Isle of Newfoundland

In the cold Canadian waters north from the coast of Maine
There's an island called Newfoundland swept by snow, wind and rain
And on the island there's a village with it's customs and it's ways
A little town called Corner Brook, my home of childhood days.

Now those childhood days were something and carefree all the time.
Ther's a girl in every story and you know there's one in mine.
Well, she broke my heart so often it stays a little sore
And that's the reason I left home and can't go back no more.

Where the people make a living on the land and on the sea
And there are people on the island that mean the world the me.
Well, I wish I had the power to change the course of time
To live again in Newfoundland, my home of childhood time.

Well, I'd love to watch the sailboats as they glide across the bay
Just to see again the farmers sow the seed and cut the hay.
Well, this island has no strangers 'cuz everybody is you friend.
This little isle of Newfoundland, I'd sure love to see it once again.

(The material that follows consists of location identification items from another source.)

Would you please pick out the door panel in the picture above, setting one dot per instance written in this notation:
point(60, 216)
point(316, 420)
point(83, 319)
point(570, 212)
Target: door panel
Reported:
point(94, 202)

Where the people make a living on the land and on the sea
And there are people on the island that mean the world the me.
Well, I wish I had the power to change the course of time
To live again in Newfoundland, my home of childhood time.
Just to live again in Newfoundland, my home of childhood time.

Dick Nolan

Addendum: As a physician, and as a nurse before that, I had been taught about the therapeutic value of music. I had even recommended it when I didn’t know what else to do; but until I experienced it’s healing power myself…I had no idea.